Man sitzt selbst nach mehreren Jahren autodidaktischen Vor-sich-hin-Saufens hilflos vor der Weinkarte

Auf den zweiten Blick ist aber alles viel komplizierter. Einige Appelationen sind von vorneherein begehrter als andere, hinzu kommt das Renommee des Winzers. Ein einfacher Meursault Village kann daher schon mal teurer (und besser) sein, als ein Grand Cru eines anderen Winzers. So sitzt man selbst nach mehreren Jahren autodidaktischen Vor-sich-hin-Saufens hilflos vor der Weinkarte. Wenn ich Glück habe, gibt es einen Wein, den ich kenne oder zumindest einen, von dem ich schon gehört habe. Hier in der Schwarzwaldstube war das eben der Coche-Dury. Den hatte ich bereits zweimal trinken dürfen, und ich fand ihn immer noch interessant. Das ist es nämlich, was einen großen Wein ausmacht: dass er sich im Glas und auf der Zunge verändert und man immer wieder etwas Neues entdeckt.

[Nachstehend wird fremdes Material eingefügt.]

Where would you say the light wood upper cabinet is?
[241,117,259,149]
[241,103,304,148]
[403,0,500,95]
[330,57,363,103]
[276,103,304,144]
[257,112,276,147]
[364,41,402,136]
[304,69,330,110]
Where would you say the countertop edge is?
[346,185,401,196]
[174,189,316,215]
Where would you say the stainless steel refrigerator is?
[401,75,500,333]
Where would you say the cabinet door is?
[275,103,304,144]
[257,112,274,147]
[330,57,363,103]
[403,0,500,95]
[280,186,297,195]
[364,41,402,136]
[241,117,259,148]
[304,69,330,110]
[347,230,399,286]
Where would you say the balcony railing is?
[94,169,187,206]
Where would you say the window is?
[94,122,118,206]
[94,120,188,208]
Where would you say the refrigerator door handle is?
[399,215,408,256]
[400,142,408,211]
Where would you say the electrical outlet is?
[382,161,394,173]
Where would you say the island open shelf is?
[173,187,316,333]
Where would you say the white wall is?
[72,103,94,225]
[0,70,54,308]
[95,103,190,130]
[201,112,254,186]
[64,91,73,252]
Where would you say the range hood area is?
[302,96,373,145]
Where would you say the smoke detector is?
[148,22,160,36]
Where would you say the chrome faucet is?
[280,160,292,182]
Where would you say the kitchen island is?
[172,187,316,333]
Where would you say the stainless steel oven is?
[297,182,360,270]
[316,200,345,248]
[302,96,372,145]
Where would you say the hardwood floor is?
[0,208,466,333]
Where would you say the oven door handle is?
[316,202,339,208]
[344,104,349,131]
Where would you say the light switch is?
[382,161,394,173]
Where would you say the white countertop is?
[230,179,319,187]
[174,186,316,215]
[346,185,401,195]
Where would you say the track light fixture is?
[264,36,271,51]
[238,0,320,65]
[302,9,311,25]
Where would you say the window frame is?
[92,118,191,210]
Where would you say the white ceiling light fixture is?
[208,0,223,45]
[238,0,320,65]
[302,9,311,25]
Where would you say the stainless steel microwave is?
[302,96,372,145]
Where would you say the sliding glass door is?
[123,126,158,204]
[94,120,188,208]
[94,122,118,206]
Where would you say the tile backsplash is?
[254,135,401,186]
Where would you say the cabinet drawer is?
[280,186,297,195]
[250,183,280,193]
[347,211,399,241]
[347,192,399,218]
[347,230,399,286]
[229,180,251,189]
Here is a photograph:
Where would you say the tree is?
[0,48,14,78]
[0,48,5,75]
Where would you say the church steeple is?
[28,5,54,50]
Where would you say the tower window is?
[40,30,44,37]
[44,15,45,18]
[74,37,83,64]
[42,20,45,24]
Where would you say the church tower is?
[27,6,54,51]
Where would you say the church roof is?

Die Liebe zu den weißen Burgundern hat auch einen ganz praktischen Vorteil: Man kann, da sie so wenig dem Klischee vom Weißwein entsprechen, fast alles dazu essen. Zu jedem Gang zeigt der Wein ein anderes Gesicht: Bei einer Variation von der Gänseleber, dem Amuse Gueule, tritt der Alkohol in den Vordergrund, der Taschenkrebs mit Avokado und Koriandersauce hebt das feine Spiel der Säure hervor, die Sepien, mit Meeresfrüchten gefüllt, die Mineralität. Als Hauptgang gibt es Kanichenrücken, zubereitet als eine Art Terrine, im Speckmantel mit schwarzen Trüffeln und einer dunklen Sauce. Da der Wein geatmet hat und sich entwickeln durfte, hat er auch hier seine Berechtigung. Er fügt dem Gericht einen Aspekt der Frische hinzu – das ist nicht das übliche Fleisch-Rotwein-Zusammenspiel, sondern ein Erlebnis des Weins dort, wo der Koch aromatisch Raum gelassen hat. Über das ganze Menü gesehen, funktioniert er gewissermaßen als ein fester Punkt, an dem ich mich orientieren kann. Wunderbar.


Die Flasche kostete übrigens etwa ein Drittel weniger als im Einzelhandel. Häuser dieses Renommees gehören zu den wenigen, die bei den namhaften Winzern direkt einkaufen dürfen und so den Zwischenhandel ausschalten können. Herr Gass ist also nicht umsonst stolz.